Nureddin Nebati, ziraî üretimin sürdürülebilirliği ve arz güvenliği kapsamında hem üreticilere tıpkı vakitte tüketicilere yönelik gerekli tüm önlemleri aldıklarını belirterek, “Gıda Komitesi toplantılarımızın en kıymetli hususlarından biri besin arz güvenliğidir. bu biçimdece Avrupa’da ve Amerika’daki marketlerde karşılaşılan boş raflar bizim ülkemizde görülmemiştir ve inşallah hiç görülmeyecektir. Komitemizde aldığımız kararların da katkısıyla global seviyedeki olumsuz gelişmelere karşın temel besin mamüllerinde ülkemizin arz güvenliği bakımından bir problemi yoktur ve TMO stoklarımız değerli oranda artırılmıştır.” dedi.
Türkiye’nin, diplomasi alanında uygulanan siyasetlerle global besin arz güvenliğinin sağlanmasında kıymetli bir aktör ülke pozisyonuna geldiğini tabir eden Nebati, “Nitekim Sayın Cumhurbaşkanımızın teşebbüsleri ve liderliğiyle imzalanan Tahıl Koridoru Mutabakatı, kâfi besine erişim sorunu yaşayan birfazlaca ülkenin değerli ölçüde rahatlamasını sağladı. tıpkı vakitte 2022 yılı ortasında 12 dolara kadar ulaşan buğdayın kile fiyatı, Tahıl Koridoru Mutabakatı daha sonrasında yüzde 25’e varan bir düşüşle 8,4 dolara kadar gerilemiştir. Bu, sözün tam manasıyla global besin piyasalarında Erdoğan etkisidir’. Bu yüzden Sayın Cumhurbaşkanımız; bugün dünya kamuoyu nezdinde de inisiyatif alabilen, tahlil üretebilen gerçek bir başkan pozisyonundadır. Biz Türkiye’de aldığımız tedbirlerle ve bulunduğu ortam prestijiyle erken önlemler alarak şu an depolarımızı doldurduk. Fakat emin olun G20 toplantılarının en kıymetli bahislerinden bir tanesi besin güvenliği. Ben bilerek ‘Erdoğan etkisi’ diyorum milletlerarası literatüre girmesi için. Sayın Cumhurbaşkanımızın almış olduğu inisiyatifle G20 ülkeleri başta olmak üzere dünya önünü nazaranbilecek bir pozisyona erişmiştir.” halinde konuştu.

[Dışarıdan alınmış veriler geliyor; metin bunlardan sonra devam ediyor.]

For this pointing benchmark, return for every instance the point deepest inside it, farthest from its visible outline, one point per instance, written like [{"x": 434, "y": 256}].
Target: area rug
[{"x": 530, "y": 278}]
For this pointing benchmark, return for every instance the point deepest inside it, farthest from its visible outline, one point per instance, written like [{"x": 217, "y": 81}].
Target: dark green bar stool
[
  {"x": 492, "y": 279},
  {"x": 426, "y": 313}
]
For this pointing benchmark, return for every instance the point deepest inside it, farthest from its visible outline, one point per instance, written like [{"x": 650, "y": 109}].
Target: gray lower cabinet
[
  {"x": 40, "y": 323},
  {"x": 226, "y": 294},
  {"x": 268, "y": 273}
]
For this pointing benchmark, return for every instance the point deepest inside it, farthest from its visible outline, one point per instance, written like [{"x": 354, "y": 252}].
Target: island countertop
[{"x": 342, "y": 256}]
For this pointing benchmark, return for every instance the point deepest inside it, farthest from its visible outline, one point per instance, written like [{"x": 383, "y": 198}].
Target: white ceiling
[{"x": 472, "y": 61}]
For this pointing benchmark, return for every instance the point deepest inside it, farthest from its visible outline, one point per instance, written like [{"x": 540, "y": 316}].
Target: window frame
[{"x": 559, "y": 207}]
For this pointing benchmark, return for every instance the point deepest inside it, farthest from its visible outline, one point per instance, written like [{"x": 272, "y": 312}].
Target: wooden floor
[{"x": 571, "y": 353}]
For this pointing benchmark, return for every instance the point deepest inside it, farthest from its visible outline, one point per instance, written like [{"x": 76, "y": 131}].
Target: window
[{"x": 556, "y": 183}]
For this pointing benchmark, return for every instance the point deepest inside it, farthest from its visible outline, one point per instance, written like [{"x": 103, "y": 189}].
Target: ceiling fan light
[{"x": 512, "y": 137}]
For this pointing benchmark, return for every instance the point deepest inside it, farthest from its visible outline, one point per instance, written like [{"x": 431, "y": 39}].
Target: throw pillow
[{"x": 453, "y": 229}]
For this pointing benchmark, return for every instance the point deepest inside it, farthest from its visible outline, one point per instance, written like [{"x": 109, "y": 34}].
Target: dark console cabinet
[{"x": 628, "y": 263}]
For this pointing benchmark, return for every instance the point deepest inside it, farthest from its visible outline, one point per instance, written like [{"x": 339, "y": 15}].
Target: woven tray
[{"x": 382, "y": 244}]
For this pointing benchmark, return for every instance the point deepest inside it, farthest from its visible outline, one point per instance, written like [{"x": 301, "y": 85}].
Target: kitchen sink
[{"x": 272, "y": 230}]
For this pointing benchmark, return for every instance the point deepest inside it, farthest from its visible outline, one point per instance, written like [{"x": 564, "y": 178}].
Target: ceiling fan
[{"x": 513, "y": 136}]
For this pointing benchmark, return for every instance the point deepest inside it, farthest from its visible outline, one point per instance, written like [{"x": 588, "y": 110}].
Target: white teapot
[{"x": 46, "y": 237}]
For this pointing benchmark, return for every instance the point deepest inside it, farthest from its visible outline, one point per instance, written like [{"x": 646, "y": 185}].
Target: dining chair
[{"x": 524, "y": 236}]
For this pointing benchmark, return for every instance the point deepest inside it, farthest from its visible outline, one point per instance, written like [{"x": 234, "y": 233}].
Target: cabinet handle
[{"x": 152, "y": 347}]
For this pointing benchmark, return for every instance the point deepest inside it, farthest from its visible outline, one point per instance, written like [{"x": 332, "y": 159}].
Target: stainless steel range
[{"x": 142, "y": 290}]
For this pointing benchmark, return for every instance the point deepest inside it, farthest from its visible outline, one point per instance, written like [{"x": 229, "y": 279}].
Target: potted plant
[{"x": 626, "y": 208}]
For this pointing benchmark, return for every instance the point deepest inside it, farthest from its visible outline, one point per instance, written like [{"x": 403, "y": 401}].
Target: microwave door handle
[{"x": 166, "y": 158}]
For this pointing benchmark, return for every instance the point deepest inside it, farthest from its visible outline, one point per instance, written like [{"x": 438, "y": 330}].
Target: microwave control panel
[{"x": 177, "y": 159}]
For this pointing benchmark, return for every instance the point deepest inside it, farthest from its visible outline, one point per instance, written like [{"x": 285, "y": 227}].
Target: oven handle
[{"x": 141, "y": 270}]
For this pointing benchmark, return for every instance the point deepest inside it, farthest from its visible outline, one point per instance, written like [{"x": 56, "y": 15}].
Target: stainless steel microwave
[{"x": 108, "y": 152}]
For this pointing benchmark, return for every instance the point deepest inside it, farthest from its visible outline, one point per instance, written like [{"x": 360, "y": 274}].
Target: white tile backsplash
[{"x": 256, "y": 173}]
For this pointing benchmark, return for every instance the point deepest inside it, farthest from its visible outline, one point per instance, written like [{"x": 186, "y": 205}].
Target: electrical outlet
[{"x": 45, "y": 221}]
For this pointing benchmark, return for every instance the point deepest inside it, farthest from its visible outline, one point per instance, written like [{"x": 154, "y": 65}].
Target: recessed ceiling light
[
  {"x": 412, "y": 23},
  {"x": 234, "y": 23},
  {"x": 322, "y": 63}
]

İklim değişikliğiyle çabanın günümüzde ülkelerin en kıymetli gündem hususlarından biri haline geldiğini vurgulayan Nebati, Aksiyon Planı dahilinde, sürdürülebilir tarıma yönelik besin kayıplarının ve atıkların azaltılması, biyo-gübre kullanmasının yaygınlaştırılması ve organik üretimin teşvik edilmesine yönelik çalışmaları sürdüreceklerini ve bu hususları son derece önemsediklerini söylemiş oldu.
“kuvvetli, istikrarlı ve istikrarlı büyüme eğilimimizi sürdürüyoruz”
Hazine ve Maliye Bakanı Nebati, salgın daha sonrası periyotta bir epeyce gelişmiş ve gelişmekte olan ülkelerin daha tam olarak toparlanamamışken, bugün resesyon ve stagflasyon beklentilerinin dünya gündeminde öne çıktığını belirterek, şu biçimde devam etti:
“Biz ise yatırım, istihdam, üretim ve ihracat odaklı Türkiye İktisat Modeli’nin ortaya koyduğu dinamizmle kuvvetli, istikrarlı ve istikrarlı büyüme eğilimimizi sürdürüyoruz. Türkiye, bu yılın ikinci çeyreğinde yıllık bazda yüzde 7,6 büyümüş, bu biçimdece G-20 ülkeleri içinde en yüksek oranda büyüyen üçüncü ülke olmuştur. Mevcut global ortamda ekonomimizin son 8 çeyrektir aralıksız büyümesi epey kıymetli bir muvaffakiyettir. Çünkü ülkemizin bu başarısı, biroldukça memleketler arası kuruluş, akademisyen ve yatırımcının da dikkatini çekmeye devam ediyor.
kuvvetli büyümenin yanı sıra OECD üyeleri içinde salgın öncesi periyoda göre istihdamını en çok artıran ülke Türkiye oldu. İhracatımızı 2002’deki 36,1 milyar dolar düzeyinden 2021 yılı prestijiyle 225,2 milyar dolar düzeyine taşımayı başardık. 2022 yılı ağustos ayı prestijiyle yıllık ihracatımızı 250 milyar doların üzerine çıkardık. Turizmde de canlılık artarak devam ediyor. Dünya turizm pazarı içerisindeki hissemizi her geçen yıl daha da artırıyoruz. Turizm gelirinde rekor kırdığımız altın yıl olan 2019’daki turizm gelirini bu yıl aşarak 2022 yıl sonunu 40 milyar dolarlık turizm geliriyle kapatmayı hedefliyoruz. Ziyaretçi sayısında da 47 milyonun üzerine çıkmayı bekliyoruz.”
“Politikalarımız, uzun vadede enflasyonun yüksek seyretmesini de engelleyecektir”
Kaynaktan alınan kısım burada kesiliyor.